(if you suffer easily too and are easily triggered, please do not read past this point. i want to look out for the people of this forum)
i am so so glad i have finally found a forum like this for people like me. ive lived nearly 20 years of my life sitting up at night, pulling all-nighters because i cant sleep, lying down makes me very nauseous and i will bolt upright straightaway. ive had quite a history of stomach ailments (gastritis, high stomach acidity and eroding spots on my stomach wall being one of them) and have been emetophobic since young, though it was much worse when i was little and i would even get nightmares from seeing people be sick in the day or being unpleasantly surprised by distasteful throwing up humor on tv or in movies.

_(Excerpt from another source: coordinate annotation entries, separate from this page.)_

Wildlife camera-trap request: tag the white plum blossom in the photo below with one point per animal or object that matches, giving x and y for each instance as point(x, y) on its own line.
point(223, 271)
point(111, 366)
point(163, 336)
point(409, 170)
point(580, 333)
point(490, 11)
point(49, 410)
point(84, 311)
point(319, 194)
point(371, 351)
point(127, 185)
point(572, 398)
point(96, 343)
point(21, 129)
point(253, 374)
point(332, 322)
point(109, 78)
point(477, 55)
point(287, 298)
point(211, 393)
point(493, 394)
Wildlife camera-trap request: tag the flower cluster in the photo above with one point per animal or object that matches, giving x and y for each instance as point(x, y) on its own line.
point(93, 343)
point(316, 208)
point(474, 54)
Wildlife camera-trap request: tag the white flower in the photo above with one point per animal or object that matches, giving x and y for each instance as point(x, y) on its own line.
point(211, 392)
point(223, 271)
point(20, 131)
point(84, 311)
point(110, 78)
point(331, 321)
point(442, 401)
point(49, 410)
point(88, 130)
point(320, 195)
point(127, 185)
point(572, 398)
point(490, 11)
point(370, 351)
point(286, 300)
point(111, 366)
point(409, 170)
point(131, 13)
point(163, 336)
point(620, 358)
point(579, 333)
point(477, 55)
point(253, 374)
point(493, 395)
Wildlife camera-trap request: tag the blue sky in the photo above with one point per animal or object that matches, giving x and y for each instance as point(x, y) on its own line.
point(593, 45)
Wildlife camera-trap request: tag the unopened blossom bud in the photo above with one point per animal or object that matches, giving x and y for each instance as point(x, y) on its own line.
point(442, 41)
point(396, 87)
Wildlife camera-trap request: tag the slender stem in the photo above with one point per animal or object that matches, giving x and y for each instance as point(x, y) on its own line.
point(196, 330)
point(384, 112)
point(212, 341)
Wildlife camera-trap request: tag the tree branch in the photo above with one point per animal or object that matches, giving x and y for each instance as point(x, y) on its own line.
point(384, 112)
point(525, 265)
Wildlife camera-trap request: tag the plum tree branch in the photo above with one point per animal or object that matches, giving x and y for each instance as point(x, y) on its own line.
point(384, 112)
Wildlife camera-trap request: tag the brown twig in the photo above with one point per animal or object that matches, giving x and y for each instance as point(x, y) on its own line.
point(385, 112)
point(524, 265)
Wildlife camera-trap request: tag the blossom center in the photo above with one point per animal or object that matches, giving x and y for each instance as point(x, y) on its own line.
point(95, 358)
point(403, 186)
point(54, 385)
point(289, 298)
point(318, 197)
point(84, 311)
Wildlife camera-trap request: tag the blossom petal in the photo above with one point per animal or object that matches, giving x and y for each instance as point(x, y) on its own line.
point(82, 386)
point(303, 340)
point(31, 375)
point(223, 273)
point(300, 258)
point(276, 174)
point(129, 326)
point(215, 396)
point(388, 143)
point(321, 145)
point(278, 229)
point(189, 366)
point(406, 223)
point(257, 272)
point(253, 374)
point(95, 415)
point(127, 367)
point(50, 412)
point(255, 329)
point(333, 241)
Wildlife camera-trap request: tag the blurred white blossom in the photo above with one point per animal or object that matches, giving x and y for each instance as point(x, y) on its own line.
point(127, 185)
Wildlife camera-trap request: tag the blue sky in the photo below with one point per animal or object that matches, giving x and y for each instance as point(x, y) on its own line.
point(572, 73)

anyway its 6:10 am and tonight is another one of those nights, i ate normal food yesterday but somehow managed to get an upset stomach somewhere around midnight - 1am, i have sat up in bed and at my desk rocking back and forth trying to feel better. it has become my coping mechanism as rocking somehow distracts me. it takes me hours and hours to finally decide to go be sick, i will suppress my sickness and endure the pain and nausea as long as i possibly can, even though most of the time i know after doing the deed my stomach will feel so much more settled. the whole night tonight i have been burping and the taste of it is not regular food-tasting burp, it tastes sour like stomach acid and smells rank, the taste is in my nasal cavity as well and it is terrible. i ate two antacids to combat the acidic symptoms but have nothing for nausea and pain, so ive been hugging a hot water bottle trying to soothe/distract from the pain and anxiety. i doze at my desk and am woken up by cramps and sharp pangs of anxiety combined with pain and fear and nausea. however it is slowly, slowly fading, and i hope i can get to sleep soon after the worst passes. i am just passing the time typing out my story now.

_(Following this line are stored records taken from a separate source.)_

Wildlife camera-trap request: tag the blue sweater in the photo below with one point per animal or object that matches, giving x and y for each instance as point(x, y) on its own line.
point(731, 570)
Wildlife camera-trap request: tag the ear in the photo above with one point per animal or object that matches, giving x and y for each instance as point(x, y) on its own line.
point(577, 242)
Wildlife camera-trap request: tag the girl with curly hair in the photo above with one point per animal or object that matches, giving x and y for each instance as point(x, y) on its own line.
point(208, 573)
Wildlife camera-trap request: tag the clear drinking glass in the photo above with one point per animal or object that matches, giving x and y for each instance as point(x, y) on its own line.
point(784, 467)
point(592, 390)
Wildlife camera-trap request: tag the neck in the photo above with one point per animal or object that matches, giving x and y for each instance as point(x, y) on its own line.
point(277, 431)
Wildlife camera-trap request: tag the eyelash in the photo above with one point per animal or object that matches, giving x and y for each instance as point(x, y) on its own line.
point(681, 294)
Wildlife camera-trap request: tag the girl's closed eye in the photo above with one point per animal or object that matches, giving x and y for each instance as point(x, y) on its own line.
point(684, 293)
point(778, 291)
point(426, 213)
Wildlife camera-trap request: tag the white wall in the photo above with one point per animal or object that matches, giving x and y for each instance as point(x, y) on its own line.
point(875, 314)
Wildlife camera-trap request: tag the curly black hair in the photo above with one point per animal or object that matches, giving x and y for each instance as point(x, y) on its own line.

i usually throw up only once or twice a year, usually due to extremely bad poisoning or stomach infections. i actually had a very bad viral stomach infection on holiday (overseas, to make it worse) just last month, it took me about six-seven hours of rocking back and forth sitting up in bed to finally get up enough gall (or maybe build up enough pressure..) to run to the bathroom and clear the offending material, then i threw up another two times after that as well as having copious amounts of loose watery stool.
i read on several websites that once you throw up you will get used to it or "see that it is something normal" but somehow that isnt the case for me. i am able to purge multiple times only in the same night as the first time i had thrown up since the adrenaline and the promise of relief after the act kind of just pushes me through till the next day, but after recovery and a state of dormancy im back to panic/anxiety mode the next time i feel sick.

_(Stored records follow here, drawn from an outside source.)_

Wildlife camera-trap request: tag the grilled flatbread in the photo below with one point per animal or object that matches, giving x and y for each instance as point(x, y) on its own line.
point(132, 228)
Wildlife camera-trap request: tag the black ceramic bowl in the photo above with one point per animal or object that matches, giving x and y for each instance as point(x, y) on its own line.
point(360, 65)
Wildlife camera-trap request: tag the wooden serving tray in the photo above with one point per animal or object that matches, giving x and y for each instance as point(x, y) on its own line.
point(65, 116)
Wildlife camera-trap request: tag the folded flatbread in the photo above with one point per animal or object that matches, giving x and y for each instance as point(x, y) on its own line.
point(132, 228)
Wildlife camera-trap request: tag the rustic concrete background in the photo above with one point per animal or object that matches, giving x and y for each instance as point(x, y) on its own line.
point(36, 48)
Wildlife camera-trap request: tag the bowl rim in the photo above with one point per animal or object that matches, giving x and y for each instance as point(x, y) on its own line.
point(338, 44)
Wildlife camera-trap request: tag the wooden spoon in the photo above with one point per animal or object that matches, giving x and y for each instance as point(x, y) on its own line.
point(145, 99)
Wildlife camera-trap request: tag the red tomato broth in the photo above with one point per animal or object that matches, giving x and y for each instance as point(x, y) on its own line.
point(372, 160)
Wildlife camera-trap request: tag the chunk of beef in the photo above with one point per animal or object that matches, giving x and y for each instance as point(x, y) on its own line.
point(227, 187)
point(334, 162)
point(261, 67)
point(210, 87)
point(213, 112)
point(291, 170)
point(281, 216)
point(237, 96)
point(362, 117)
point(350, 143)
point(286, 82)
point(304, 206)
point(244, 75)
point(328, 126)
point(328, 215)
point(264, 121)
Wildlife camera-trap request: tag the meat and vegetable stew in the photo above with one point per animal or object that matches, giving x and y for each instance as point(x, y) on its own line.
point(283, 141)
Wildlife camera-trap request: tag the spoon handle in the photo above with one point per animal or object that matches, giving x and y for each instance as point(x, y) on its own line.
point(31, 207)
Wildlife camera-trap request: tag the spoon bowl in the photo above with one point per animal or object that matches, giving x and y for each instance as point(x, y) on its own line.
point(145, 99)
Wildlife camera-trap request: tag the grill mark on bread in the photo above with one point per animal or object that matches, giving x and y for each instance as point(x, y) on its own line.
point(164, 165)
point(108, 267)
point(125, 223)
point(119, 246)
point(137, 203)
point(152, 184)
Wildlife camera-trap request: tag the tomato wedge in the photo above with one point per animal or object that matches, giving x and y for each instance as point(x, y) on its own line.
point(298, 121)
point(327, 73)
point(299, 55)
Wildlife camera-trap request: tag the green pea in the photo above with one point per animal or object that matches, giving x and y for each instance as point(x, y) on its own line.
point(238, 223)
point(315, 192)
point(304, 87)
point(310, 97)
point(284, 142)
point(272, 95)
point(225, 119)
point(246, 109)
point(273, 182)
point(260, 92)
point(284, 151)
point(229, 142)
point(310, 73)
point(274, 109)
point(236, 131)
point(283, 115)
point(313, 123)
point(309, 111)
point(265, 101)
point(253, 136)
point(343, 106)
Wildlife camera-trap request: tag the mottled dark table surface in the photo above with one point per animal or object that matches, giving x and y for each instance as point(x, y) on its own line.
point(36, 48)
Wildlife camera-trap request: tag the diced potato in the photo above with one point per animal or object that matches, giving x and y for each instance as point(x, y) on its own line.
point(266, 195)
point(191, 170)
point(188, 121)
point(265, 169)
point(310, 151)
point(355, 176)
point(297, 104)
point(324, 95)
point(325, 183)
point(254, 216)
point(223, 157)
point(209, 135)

this is especially bothering me now since it is the morning of sunday, and i will be heading to my first day of university on monday in a new school with no friends. i am so so afraid tonights sickness will carry on till monday, and i will have to endure nausea on my first day of school and possibly into the week.
i thank you for reading the entire of my story, if you have stayed for the entirety of this wall of text. like everyone else here i am here to find help, support and encouragement from a community who understands my fear, and also offer these in return. i hope you guys can help me, and i will also share my experiences and any tips and tricks i may have encountered in daily life regarding our common phobia.